If X=\left\\{ {{8}^{n}}-7n-1:n\in N \right\\} and Y=\left\\{ 49\left( n-1 \right):n\in N \right\\}, then
(a) $X\subseteq Y$
(b) $Y\subset X$
(c) $X=Y$
(d) None of these

Answer 1

Hint: First of all we will find the simple form of X using Binomial theorem i.e. ${{\left( 1+x \right)}^{n}}={}^{n}{{C}_{0}}{{\left( 1 \right)}^{n}}+{}^{n}{{C}_{1}}\left( x \right)+{}^{n}{{C}_{2}}{{\left( x \right)}^{2}}+.....+{}^{n}{{C}_{n}}{{\left( x \right)}^{n}}$and then we will compare values of X and Y, if values of X will be present in Y we will write $X\subseteq Y$, if values of Y will be in X then we will write $Y\subset X$and if all the values of X and Y will be same then we will write $X=Y$and if nothing matches then we will go for None of these, so, by finding some values of X and Y we will solve the answer.
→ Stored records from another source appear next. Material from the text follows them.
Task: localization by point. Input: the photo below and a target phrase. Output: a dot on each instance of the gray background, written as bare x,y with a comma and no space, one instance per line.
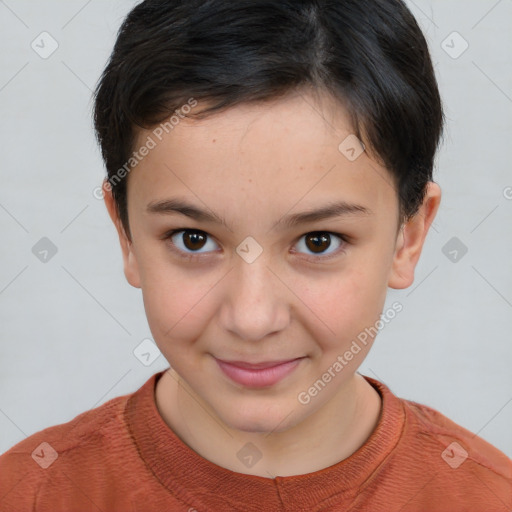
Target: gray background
70,325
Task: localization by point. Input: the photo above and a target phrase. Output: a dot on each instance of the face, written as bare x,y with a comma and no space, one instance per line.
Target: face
252,282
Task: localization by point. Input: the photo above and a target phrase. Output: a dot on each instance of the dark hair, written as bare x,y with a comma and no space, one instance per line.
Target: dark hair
369,55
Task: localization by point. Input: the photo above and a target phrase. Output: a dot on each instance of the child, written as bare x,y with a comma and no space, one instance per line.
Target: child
270,176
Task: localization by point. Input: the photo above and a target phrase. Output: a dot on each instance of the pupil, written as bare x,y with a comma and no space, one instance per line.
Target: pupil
317,241
196,240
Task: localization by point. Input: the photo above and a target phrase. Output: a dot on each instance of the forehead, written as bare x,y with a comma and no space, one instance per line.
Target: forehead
264,158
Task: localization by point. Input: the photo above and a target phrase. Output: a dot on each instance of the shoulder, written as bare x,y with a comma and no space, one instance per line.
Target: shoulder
84,442
456,443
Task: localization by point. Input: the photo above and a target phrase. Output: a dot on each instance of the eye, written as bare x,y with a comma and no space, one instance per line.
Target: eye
319,241
184,240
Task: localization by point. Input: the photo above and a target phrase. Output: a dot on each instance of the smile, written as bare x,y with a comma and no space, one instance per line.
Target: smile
258,375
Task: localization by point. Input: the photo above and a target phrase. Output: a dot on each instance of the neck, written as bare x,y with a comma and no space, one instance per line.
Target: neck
332,434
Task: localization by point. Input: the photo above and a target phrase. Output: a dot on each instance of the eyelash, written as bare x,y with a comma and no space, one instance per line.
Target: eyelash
197,256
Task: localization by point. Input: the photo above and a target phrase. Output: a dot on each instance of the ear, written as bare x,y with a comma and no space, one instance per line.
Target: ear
131,267
411,238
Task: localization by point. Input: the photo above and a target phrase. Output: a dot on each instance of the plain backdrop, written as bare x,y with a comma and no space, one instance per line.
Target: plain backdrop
70,322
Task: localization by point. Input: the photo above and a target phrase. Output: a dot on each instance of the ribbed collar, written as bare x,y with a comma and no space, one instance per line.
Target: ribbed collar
199,482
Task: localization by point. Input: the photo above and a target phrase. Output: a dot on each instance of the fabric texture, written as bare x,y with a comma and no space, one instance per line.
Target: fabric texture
122,456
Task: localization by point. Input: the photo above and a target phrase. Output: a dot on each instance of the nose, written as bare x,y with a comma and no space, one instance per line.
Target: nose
255,302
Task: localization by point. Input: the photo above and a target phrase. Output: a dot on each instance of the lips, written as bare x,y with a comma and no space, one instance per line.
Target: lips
258,375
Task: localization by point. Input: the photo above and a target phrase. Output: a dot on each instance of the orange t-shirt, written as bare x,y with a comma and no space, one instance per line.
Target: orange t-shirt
122,456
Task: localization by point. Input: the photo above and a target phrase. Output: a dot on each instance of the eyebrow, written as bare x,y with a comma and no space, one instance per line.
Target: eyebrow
330,210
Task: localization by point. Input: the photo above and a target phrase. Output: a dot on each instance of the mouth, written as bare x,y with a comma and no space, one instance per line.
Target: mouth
258,375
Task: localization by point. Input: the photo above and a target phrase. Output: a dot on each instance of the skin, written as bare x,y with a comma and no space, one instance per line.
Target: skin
252,165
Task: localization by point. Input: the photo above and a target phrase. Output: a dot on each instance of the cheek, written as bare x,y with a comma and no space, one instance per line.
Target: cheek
345,304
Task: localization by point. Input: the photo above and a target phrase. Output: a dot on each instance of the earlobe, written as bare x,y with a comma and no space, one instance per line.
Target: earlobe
411,239
131,268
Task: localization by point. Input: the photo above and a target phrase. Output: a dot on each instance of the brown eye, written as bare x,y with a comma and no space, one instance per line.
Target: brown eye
319,243
189,242
193,240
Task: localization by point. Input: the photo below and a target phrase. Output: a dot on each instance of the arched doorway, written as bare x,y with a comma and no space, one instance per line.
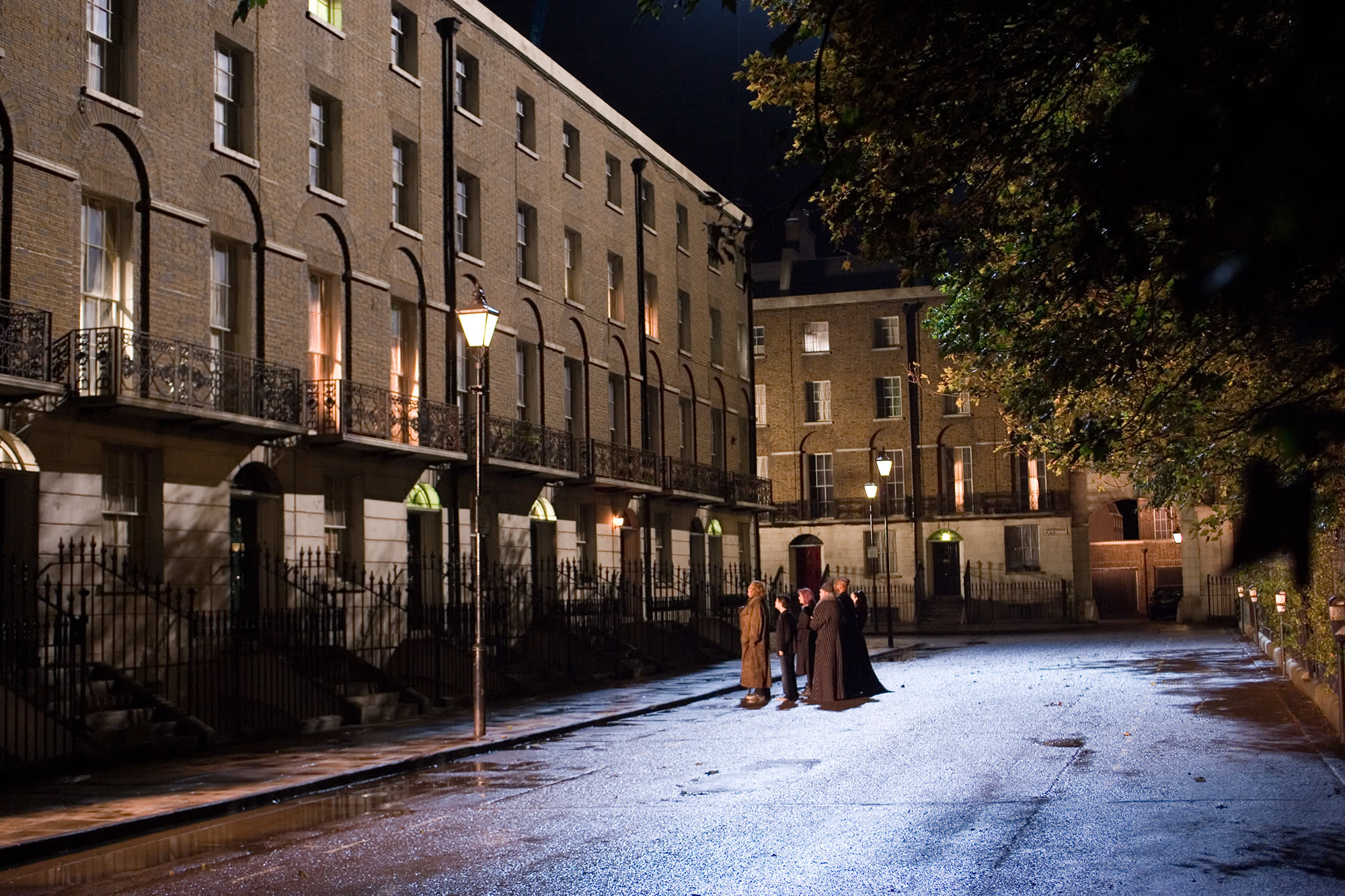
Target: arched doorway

Complete step-by-step answer:
In the question we are given that X=\left\\{ {{8}^{n}}-7n-1:n\in N \right\\} and Y=\left\\{ 49\left( n-1 \right):n\in N \right\\}and we are asked to find the relation between X and Y. So, first of all X and Y can be shown as,
X=\left\\{ {{8}^{n}}-7n-1 \right\\} ………………………(i)
Y=\left\\{ 49\left( n-1 \right) \right\\} ………………………..(ii)
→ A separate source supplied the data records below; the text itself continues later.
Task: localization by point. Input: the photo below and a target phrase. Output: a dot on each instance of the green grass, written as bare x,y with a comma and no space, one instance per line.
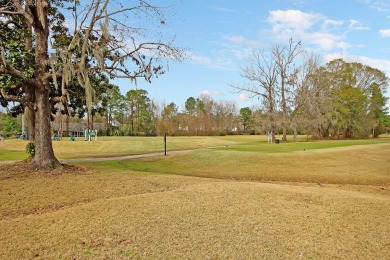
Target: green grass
257,201
351,162
111,146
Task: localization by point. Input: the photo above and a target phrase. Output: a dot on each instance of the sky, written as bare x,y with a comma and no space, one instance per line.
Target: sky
220,36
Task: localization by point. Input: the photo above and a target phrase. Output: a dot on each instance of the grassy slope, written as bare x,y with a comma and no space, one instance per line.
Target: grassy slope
138,209
362,164
110,146
118,215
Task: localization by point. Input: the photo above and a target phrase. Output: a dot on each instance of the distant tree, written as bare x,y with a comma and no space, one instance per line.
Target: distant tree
110,36
261,72
246,117
285,58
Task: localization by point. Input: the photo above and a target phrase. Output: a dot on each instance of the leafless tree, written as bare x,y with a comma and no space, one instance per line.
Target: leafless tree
113,37
261,72
285,58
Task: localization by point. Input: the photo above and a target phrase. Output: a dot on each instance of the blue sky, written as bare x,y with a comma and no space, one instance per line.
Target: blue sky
220,35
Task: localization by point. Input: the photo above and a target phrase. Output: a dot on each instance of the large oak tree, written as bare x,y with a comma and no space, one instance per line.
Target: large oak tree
121,40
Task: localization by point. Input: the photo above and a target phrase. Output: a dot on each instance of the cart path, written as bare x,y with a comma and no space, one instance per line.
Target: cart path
133,156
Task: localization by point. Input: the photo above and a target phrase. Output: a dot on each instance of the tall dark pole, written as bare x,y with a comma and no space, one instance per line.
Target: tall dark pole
165,144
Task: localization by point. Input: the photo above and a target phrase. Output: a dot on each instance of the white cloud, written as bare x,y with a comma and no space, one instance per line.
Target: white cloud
334,23
223,9
243,97
356,25
313,29
385,32
381,64
236,39
199,59
291,20
209,93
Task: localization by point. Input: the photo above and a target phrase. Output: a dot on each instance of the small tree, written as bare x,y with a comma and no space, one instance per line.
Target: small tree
246,117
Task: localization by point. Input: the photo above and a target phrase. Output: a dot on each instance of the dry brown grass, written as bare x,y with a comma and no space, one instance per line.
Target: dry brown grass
113,213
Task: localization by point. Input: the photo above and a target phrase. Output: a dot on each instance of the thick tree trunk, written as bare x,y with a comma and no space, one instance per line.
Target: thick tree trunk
44,154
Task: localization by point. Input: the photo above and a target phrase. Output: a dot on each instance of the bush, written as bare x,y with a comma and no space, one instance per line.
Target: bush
30,149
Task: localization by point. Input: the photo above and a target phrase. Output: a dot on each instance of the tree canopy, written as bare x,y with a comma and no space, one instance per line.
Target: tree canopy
39,53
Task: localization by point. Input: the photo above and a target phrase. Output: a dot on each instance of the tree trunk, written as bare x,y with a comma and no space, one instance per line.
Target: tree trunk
295,134
44,154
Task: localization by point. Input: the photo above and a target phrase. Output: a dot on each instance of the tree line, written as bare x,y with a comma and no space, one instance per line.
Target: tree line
297,94
48,68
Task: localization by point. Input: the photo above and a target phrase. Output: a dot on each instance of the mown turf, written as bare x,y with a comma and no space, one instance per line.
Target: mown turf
124,215
330,203
362,164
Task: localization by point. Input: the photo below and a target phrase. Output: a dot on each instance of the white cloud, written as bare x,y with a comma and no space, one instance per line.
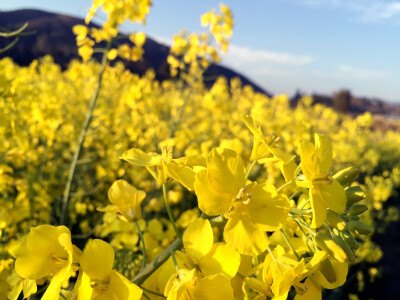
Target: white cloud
362,10
239,56
350,73
161,39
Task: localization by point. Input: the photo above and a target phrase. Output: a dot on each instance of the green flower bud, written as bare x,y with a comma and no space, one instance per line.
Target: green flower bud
347,176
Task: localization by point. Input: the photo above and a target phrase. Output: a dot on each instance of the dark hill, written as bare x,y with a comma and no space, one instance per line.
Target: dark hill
53,35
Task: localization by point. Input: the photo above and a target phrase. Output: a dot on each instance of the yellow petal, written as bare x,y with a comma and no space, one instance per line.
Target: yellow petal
127,199
308,162
198,238
318,206
210,202
35,258
323,152
313,291
287,169
184,175
214,287
222,259
267,208
53,290
97,260
334,196
29,287
241,235
83,287
123,288
341,270
225,171
138,157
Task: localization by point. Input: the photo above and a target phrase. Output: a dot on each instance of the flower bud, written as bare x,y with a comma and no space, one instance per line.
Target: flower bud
359,227
346,248
354,194
347,176
325,242
358,209
335,220
326,268
354,218
348,237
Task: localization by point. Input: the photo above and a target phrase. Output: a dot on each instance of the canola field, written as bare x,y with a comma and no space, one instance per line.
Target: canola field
115,186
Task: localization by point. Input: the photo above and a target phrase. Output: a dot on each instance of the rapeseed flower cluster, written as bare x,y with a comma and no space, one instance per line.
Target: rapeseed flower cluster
219,193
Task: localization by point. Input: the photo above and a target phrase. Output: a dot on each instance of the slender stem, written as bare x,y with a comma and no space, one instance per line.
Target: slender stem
271,253
304,204
171,218
250,169
298,193
290,244
305,225
159,260
152,292
298,211
82,135
156,263
174,260
143,245
290,182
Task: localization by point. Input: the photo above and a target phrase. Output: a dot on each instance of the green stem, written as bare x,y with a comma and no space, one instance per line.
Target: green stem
298,193
290,244
156,263
82,135
143,245
171,218
271,253
303,223
160,259
250,169
152,292
290,182
174,260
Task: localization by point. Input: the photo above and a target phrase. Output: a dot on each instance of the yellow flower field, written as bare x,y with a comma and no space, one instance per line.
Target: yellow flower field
115,186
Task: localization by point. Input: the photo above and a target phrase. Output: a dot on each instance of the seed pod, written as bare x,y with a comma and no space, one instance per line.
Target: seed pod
358,209
349,239
354,218
359,227
325,242
335,220
354,194
347,176
346,248
326,268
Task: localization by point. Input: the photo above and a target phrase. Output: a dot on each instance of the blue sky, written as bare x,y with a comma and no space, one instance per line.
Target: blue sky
284,45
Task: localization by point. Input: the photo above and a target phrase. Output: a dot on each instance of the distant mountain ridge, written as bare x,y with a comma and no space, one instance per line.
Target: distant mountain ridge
54,36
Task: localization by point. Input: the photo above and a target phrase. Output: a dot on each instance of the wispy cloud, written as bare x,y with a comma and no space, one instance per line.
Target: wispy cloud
239,56
363,10
347,72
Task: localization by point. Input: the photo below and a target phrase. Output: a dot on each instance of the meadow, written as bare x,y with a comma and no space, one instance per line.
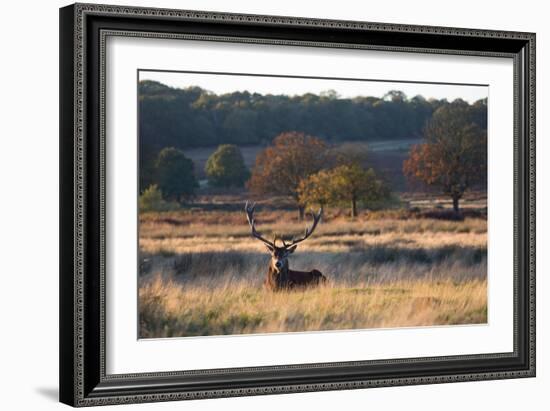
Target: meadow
201,272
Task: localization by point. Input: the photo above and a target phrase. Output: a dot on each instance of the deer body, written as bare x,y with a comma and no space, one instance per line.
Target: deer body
287,279
279,275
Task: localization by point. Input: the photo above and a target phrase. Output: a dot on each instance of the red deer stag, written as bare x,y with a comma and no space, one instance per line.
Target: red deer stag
279,275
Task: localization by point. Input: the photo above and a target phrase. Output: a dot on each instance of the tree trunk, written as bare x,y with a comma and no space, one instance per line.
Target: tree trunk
301,210
353,208
456,209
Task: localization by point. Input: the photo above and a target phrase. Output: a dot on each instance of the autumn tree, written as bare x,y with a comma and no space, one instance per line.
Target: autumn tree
345,184
453,157
175,175
226,168
316,189
292,157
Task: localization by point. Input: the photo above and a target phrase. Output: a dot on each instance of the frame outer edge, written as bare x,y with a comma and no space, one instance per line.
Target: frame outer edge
72,110
67,221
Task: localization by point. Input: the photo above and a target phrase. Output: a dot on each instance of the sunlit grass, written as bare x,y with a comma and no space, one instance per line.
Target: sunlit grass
201,273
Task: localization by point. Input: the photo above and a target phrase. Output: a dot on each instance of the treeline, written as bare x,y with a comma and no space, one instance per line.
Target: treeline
194,117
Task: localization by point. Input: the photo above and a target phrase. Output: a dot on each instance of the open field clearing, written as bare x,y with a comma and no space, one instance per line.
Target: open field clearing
201,272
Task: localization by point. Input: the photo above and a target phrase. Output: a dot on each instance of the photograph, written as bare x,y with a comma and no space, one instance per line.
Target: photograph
280,204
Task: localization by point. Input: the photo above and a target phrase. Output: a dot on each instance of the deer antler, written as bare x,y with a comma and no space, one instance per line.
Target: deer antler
250,217
309,231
Now, we will find the simplified form of expression (i) so the equation can also be expressed as,
X=\left\\{ {{\left( 1+7 \right)}^{n}}-7n-1 \right\\} ……………(iii)
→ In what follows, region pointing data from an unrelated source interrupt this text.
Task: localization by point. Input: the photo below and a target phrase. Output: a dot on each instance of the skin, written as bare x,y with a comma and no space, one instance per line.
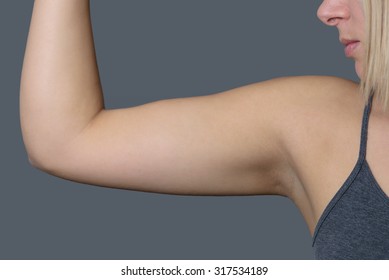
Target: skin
348,17
282,143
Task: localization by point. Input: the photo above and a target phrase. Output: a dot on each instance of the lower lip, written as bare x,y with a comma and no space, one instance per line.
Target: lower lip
350,49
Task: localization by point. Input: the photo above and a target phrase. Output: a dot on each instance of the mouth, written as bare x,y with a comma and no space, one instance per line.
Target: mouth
350,46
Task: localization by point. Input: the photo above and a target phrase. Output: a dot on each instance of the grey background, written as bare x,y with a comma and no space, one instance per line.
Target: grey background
150,50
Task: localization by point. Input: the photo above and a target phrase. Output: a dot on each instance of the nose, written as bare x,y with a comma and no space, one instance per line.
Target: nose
332,12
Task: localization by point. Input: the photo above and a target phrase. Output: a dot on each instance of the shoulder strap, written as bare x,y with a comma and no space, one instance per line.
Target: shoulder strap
365,127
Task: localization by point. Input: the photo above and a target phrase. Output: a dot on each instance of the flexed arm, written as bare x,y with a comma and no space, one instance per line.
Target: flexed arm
60,86
221,144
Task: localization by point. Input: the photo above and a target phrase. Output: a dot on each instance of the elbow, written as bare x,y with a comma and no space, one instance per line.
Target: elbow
44,159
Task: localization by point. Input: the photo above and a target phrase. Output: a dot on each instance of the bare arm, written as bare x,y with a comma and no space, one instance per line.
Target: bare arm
60,86
226,143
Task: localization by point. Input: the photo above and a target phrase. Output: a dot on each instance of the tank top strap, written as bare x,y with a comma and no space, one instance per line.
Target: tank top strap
365,127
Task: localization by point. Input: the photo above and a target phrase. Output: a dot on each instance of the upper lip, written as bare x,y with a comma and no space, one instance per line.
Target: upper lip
347,42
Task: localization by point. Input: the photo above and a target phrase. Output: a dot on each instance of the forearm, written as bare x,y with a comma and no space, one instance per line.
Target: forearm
60,86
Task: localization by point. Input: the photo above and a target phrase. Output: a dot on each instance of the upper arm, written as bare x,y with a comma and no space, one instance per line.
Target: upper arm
226,143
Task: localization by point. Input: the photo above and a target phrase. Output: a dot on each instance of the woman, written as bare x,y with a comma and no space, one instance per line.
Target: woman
197,146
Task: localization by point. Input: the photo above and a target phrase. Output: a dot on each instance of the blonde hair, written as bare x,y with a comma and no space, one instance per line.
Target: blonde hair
375,78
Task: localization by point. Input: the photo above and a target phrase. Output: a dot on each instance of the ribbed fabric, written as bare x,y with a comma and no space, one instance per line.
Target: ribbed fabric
355,224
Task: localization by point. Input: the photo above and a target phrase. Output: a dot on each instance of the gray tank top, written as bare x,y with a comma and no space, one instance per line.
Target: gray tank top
355,224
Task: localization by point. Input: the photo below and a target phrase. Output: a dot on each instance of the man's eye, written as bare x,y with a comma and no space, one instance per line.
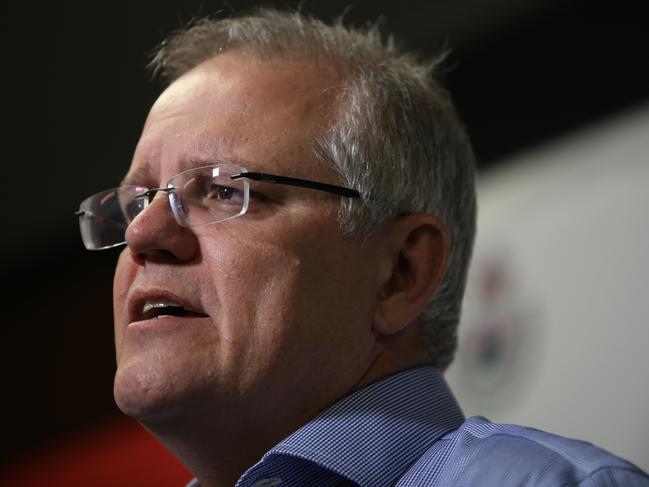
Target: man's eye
224,193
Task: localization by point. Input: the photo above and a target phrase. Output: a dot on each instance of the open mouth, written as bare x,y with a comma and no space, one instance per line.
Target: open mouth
154,310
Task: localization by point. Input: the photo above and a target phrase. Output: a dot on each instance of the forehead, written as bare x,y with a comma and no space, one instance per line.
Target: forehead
264,114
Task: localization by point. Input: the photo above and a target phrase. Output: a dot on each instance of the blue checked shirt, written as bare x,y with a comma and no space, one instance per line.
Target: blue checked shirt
408,430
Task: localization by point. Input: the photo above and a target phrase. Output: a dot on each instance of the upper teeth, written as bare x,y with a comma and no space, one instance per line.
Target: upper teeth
149,305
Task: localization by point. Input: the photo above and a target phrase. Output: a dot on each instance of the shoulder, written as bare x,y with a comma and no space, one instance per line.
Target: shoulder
484,453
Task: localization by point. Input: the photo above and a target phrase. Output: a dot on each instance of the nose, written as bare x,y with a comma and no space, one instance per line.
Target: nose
155,235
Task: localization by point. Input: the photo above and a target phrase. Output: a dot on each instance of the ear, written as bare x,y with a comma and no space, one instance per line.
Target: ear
416,251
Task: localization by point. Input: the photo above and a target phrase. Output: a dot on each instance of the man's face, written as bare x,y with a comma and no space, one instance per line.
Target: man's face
283,303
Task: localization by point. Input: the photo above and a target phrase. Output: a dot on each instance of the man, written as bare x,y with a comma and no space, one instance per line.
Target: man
298,219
Now, the Binomial form of equation ${{\left( 1+x \right)}^{n}}$ can be given as,
${{\left( 1+x \right)}^{n}}={}^{n}{{C}_{0}}{{\left( 1 \right)}^{n}}+{}^{n}{{C}_{1}}\left( x \right)+{}^{n}{{C}_{2}}{{\left( x \right)}^{2}}+.....+{}^{n}{{C}_{n}}{{\left( x \right)}^{n}}$ ………………(iv)
So, we can also write ${{\left( 1+7 \right)}^{n}}$ in the form of expression (iii) which can be given as,
${{\left( 1+7 \right)}^{n}}={}^{n}{{C}_{0}}{{\left( 1 \right)}^{n}}+{}^{n}{{C}_{1}}\left( 7 \right)+{}^{n}{{C}_{2}}{{\left( 7 \right)}^{2}}+.....+{}^{n}{{C}_{n}}{{\left( 7 \right)}^{n}}-7n-1$
Now, we know that, ${}^{n}{{C}_{1}}=\dfrac{n!}{1!\left( n-1 \right)!}=n$, so using this formula we can write, ${}^{n}{{C}_{1}}\left( 7 \right)$ as $7n$ and ${}^{n}{{C}_{0}}=1$, so substituting these values we will get,
$\Rightarrow {{\left( 1+7 \right)}^{n}}=1+7n+{}^{n}{{C}_{2}}{{\left( 7 \right)}^{2}}+.....+{}^{n}{{C}_{n}}{{\left( 7 \right)}^{n}}$
Now, substituting this value in expression (iii) we will get,
X=\left\\{ 1+7n+{}^{n}{{C}_{2}}{{\left( 7 \right)}^{2}}+.....+{}^{n}{{C}_{n}}{{\left( 7 \right)}^{n}}-7n-1 \right\\}
$\Rightarrow X=\left( {}^{n}{{C}_{2}}{{\left( 7 \right)}^{2}}+.....+{}^{n}{{C}_{n}}{{\left( 7 \right)}^{n}} \right)$
Now, on taking ${{7}^{2}}$ common from the whole equation we will get,
$\Rightarrow X={{\left( 7 \right)}^{2}}\left[ {}^{n}{{C}_{2}}+.....+{}^{n}{{C}_{n}}{{\left( 7 \right)}^{n-2}} \right]$
$\Rightarrow X=49\left[ {}^{n}{{C}_{2}}+.....+{}^{n}{{C}_{n}}{{\left( 7 \right)}^{n-2}} \right]$…….(v)
From expression (v) we can say that X is divisible by 49.
Now considering expression (ii) i.e. Y=\left\\{ 49\left( n-1 \right):n\in N \right\\}, fom expression (ii) it can be said that all values of Y will be divisible by 49.
So, from this it can be said that X is divisible by 49 and Y has all multiples of 49 as well as all values of X will be included in Y, so we can say that $X\subseteq Y$.
Hence, option (a) is correct.

Note: An alternative method to solve the problem is by considering different values of n i.e. $n=1,2,3......$ and substituting them in equations X=\left\\{ {{8}^{n}}-7n-1:n\in N \right\\} and Y=\left\\{ 49\left( n-1 \right):n\in N \right\\}as,
For $n=1$, $X=0$and $Y=0$
For $n=2$,$X=64-14-1=49$ and $Y=49\left( 2-1 \right)=49$
For $n=3$, $X=512-21-1=490$ and $Y=49\left( 3-1 \right)=98$
The values of X can als be written as, X=\left\\{ 0,49,490...... \right\\} and values of Y can be given as, Y=\left\\{ 0,49,98...... \right\\}.
Now, the tenth value of n will be 490 in Y, so, from this we can say that all values of X are present in Y, therefore from this we can say that $X\subseteq Y$. But this method consumes more time as we have to find values for each value of n, so, the method of Binomial theorem shown in solution is more preferable.